J. Gibson McIlvain has a long legacy of sourcing quality hardwood lumber, but in recent years we’ve also expanded into other markets to better serve the needs of our customers. We’ve ventured into the arenas of millwork and decking as well as softwoods. Many people may not realize that we also carry plywood. Even though run-of-the-mill plywood is readily available from a variety of sources, we realized that many of our distinguished customers were having trouble sourcing quality sheets. And a lot of what makes up a quality sheet of plywood boils down to the core.
Hardwood Plywood Core Types: MDF AND PARTICLE BOARD CORE
Under this heading, we’ll look at 2 distinct types of plywood; however, we’re lumping them together since both MDF and particle board are composite substances; as such, they’re made up of wood particles that are glued together to create a flat, consistent substrate that’s dimensionally uniform. As such, they are going to be more stable as well as heavier than plywood with a solid wood core.
MDF, in particular, is basically made from sawdust, creating a highly stable but also very heavy, millable substrate with extremely strong edges. By contrast, particle board is made using larger pieces of wood; as a result, it will be lighter weight than MDF and have weaker edges that can splinter more easily.
Neither option would be the best if you’re looking for premium screw-holding ability; however, some fastener designs can help compensate for that deficiency. As long as you choose wide-thread screws designed for use with particle board or MDF, you won’t have to worry about screw-holding ability. At J. Gibson McIlvain, we do not currently carry particle board products, but we do offer plywood with an MDF core.

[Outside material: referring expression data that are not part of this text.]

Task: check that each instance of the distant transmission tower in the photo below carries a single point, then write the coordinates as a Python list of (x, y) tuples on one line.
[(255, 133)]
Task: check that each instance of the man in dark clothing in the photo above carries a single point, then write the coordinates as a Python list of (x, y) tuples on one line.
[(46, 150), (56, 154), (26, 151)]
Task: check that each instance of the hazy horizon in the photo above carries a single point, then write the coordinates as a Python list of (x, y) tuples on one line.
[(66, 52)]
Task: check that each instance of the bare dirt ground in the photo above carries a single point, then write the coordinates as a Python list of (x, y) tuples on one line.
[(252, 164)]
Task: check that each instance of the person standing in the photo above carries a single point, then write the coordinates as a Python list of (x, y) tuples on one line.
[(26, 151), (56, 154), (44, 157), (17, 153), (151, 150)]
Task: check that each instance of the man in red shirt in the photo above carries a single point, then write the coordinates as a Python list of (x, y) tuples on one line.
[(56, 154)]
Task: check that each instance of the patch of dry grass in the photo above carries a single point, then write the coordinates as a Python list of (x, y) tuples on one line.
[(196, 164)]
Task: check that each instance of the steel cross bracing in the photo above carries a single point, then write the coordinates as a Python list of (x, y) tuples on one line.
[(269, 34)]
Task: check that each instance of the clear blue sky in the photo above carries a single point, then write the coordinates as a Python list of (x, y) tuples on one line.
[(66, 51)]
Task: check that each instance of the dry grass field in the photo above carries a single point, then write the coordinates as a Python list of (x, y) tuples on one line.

Hardwood Plywood Core Types: LUMBER CORE PLYWOOD
Lumber core plywood is made from thick strips of Basswood or other species of hardwood glued together to create a panel, with two face veneers added — one cross grain. The effect is a well-supported core and camouflage of individual boards in the core, as you look at the face. Instead of thin veneers, each individual batten in the core is thicker — typically accounting for approximately 66 percent of the thickness of the panel. Compared to other types of plywood, lumber core plywood offers stiffness that’s important for longer lengths. Often used for bookcases and other types of shelving as well as for various types of furniture, this option allows for routed edges when they can’t be concealed.